The past five years alone, however, are an ironic reversal. In 2015, a white supremacist walked into a church in Charleston, South Carolina, and massacred nine Black church members. In 2017, a white nationalist rally in Charlottesville, Virginia rapidly devolved into violence that killed one and injured more than thirty. In 2018’s Pittsburgh synagogue shooting, eleven were killed in “the worst anti-Semitic attack in U.S. history.” The 2019 El Paso shooting claimed twenty-three lives in what is regarded as the worst attack on Hispanic Americans in modern U.S. history. The Three Percenters, the Oath Keepers, the Proud Boys... the list of emerging actors responsible for domestic terrorism goes on.
Wray pointed out another alarming trend in his statement last week; namely, that the number of white supremacists arrested in 2020 had almost tripled from when he started running the FBI just three years ago. Last October, the Department of Homeland Security released a report concluding that violent white supremacy is the “most persistent and lethal threat in the homeland.” Barely three months later, the Capitol building was stormed.
The Cat’s Out of the Bag
Is this really the time for the U.S. to be focusing on international threats? A number of world leaders answered a resounding ‘no’ following the Jan. 6 riots.

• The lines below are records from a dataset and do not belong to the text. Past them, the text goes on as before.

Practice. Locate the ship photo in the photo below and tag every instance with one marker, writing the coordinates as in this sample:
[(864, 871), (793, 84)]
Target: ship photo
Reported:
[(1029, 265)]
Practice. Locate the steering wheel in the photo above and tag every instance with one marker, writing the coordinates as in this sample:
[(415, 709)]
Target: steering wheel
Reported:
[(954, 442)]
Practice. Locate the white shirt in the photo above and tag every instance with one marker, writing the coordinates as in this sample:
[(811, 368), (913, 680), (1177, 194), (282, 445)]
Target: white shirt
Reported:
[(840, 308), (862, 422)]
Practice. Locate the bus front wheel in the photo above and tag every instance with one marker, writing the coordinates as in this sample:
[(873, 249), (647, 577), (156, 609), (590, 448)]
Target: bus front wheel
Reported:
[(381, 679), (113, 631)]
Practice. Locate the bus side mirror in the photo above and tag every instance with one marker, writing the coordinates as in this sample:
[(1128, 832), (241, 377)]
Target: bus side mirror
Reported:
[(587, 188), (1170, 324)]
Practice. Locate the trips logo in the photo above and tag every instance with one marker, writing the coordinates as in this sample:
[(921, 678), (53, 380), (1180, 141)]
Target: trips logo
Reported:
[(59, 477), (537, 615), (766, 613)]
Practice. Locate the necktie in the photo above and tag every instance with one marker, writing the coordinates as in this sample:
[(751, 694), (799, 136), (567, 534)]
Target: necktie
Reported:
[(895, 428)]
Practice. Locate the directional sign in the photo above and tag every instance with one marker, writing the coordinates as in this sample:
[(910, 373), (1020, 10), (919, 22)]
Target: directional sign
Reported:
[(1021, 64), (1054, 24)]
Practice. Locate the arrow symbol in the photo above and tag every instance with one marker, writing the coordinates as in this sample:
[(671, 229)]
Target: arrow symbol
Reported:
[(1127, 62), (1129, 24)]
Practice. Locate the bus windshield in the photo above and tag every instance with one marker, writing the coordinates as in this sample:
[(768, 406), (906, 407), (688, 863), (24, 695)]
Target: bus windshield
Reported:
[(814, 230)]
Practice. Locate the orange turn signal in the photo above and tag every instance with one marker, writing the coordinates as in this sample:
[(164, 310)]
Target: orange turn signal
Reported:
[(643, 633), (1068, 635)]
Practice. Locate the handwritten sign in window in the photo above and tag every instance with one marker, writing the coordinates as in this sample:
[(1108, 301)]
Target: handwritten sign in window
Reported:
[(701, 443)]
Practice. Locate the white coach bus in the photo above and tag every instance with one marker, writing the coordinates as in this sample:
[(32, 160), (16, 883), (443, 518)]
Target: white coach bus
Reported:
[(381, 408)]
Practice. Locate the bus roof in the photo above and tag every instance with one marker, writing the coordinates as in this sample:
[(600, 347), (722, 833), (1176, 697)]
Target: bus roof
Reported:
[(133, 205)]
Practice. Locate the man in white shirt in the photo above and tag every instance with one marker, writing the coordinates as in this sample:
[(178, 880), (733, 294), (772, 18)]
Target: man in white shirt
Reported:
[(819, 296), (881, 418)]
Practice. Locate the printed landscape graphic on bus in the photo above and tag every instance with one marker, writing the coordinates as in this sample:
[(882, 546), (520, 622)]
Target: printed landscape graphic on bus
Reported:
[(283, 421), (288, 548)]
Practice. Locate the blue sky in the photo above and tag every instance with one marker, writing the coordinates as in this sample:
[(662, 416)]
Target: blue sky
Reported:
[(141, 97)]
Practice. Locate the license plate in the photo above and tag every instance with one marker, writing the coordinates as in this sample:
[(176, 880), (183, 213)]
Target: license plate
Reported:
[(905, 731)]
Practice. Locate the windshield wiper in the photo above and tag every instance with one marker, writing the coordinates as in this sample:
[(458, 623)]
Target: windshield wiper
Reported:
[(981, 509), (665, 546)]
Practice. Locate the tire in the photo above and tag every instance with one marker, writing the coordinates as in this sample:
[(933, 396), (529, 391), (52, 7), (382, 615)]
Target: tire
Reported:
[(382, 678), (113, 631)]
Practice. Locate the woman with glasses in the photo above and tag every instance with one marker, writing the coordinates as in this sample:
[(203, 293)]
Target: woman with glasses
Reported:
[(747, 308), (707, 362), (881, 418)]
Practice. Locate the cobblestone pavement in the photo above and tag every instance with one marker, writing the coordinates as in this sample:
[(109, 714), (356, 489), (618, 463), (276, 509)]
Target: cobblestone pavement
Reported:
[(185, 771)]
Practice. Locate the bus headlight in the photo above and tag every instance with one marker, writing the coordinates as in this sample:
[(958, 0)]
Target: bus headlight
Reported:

Konstantin Kosachyov, chairman of the international affairs committee of the Russian Upper House, said, “America is no longer charting the course, and therefore has lost all its rights to set it. And especially to impose it on others.”
In a televised speech by Iranian President Hassan Rouhani: “What happened in America showed what a failure Western democracy is… A populist man damaged the reputation of his country.”
In a tweet by Zimbabwean President Emmerson Mnangagwa: “Last year, President Trump extended painful economic sanctions placed on Zimbabwe, citing concerns about Zimbabwe’s democracy. Yesterday’s events showed that the U.S. has no moral right to punish another nation under the guise of upholding democracy.”
British Prime Minister Boris Johnson called it a “disgrace,” tweeting that the United States stood for democracy around the world and that an orderly transfer of power was vital. Various other U.S. allies condemned what they considered an attack on the institution of democracy itself.
The point here is not that democracy was attacked—though it was—or that domestic terrorism needs attention—though it does. The point is that domestic terrorism has been a threat lurking in the country for years, and if we are to address the issue of the Capitol riots, we must also acknowledge the long and shameful history that set the stage for it.
“Jan. 6 was not an isolated event. The problem of domestic terrorism has been metastasizing across the country for a long time now and it’s not going away anytime soon,” Wray told lawmakers last Tuesday. “At the FBI, we’ve been sounding the alarm on it for a number of years now.”